Oprócz kultury (którą opiszę zwięźle pod koniec) z renesansem powinny Wam się kojarzyć dwa najważniejsze, rozciągnięte mocno w czasie wydarzenia. Pierwszym z nich są wielkie odkrycia geograficzne. Co prawda ich początek zahacza jeszcze o średniowiecze, jednakże znakomita większość odkryć miała miejsce właśnie w renesansie (zmiana myślenia, ciekawość świata, więcej kasy i te sprawy). Oczywiście pierwszym i najważniejszym odkryciem z tamtych czasów jest odkrycie Ameryki przez Krzysztofa Kolumba w 1492 r. Ale zaraz, skoro odkrył ją Kolumb, to dlaczego nazywa się jakoś dziwacznie, Ameryką, a nie np. Kolumbią? Bo Krzysztofia brzmi słabo, he he. A tak na serio, nazwa pochodzi od innego podróżnika, Ameriga Vespucciego, który kontynent zbadał (dokładniej mówiąc, nazwa pochodzi o tego, że Vespucci kiedyś zostawił u kartografa zarys lądu do poprawienia, a ten, po wykonaniu zlecenia, napisał na szybko „Ziemia Ameriga"; przypadkowa nazwa przyjęła się zaskakująco szybko). Ale wracając do Krzyśka, kim on w sumie był? Ano był żeglarzem a także podróżnikiem. Włoskim, wypadałoby dodać.
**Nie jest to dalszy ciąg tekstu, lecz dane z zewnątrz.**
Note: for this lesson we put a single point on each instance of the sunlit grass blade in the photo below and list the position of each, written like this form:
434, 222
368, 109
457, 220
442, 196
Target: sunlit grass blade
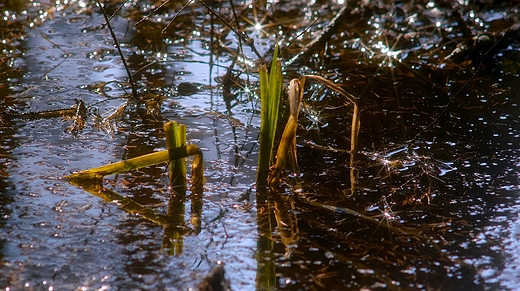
270, 96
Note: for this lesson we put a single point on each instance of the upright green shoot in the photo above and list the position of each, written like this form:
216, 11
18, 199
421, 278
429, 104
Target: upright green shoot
270, 96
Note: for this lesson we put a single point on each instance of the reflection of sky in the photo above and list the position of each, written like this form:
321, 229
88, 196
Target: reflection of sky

Krzysiek żył w takich czasach, że dużo się czytało i dużo gadało, szczególnie o chęci odkrycia drogi morskiej do Indii, więc gdy tak czytał i słuchał jak inni rozprawiają, wywnioskował, że hej, przecież skoro Ziemia jest okrągła, to wystarczy dostatecznie długo płynąć na zachód, żeby od drugiej strony dopłynąć do Indii. No genialne, nie? Jako że żeglował dużo, to w pewnym momencie trafił do Portugalii i tam postanowił przekonać kogo trzeba do przekazania mu kasy na wyprawę do Azji. No trochę mu nie pykło, wszyscy go wyśmiali, więc Krzysiek, ani trochę niezrażony, udał się do Hiszpanii. Niestety, kraj korrid toczył akurat walki z Arabami o wyparcie ich z Półwyspu Iberyjskiego. Tzw. rekonkwista zakończyła się w 1492 r. i to jej zakończenie jest główną przyczyną rozpoczęcia wyprawy przez Kolumba. Wtedy bowiem Izabela Kastylijska i jej mąż, Ferdynand Aragoński (dokładnie w tej kolejności, on nie miał w tym małżeństwie nic do gadania), mieli wystarczająco kasy, aby sfinansować wyprawę naszego odkrywcy. Dostał więc trzy statki (Pintę, Niñę i najsłynniejszą Santa Marię) i wyruszył na podbój Indii. Niestety, Krzysiu był takim trochę humanem i nie bardzo umiał liczyć - przez błąd w obliczeniach, kurs przesunął mu się nieco za bardzo na południe, a poza tym zamiast średnicy globu obliczył promień i ten obliczony promień uznał za średnicę. Znacznie skróciło mu to hipotetyczną drogę, więc gdy ta zaczęła się wydłużać zaczął ogarniać, że coś mu nie wyszło. Dlatego gdy pewnego razu ktoś z oka okrętu (nie bocianiego gniazda - to bardzo potoczna i dość żałosna nazwa) zakrzyknął „ziemia na horyzoncie!", Krzysiu był w niebie. W końcu odkrył drogę morską do Indii! Dopłynęli do jakiejś małej wysepki, potem do takiej trochę większej i, zebrawszy znalezione tam złoto i, uwaga, papugi, wrócili do Hiszpanii, ogłaszając swój sukces. Trochę później okazało się, że Kolumb dopłynął na Bahamy i Kubę, ale to taki mały szczególik.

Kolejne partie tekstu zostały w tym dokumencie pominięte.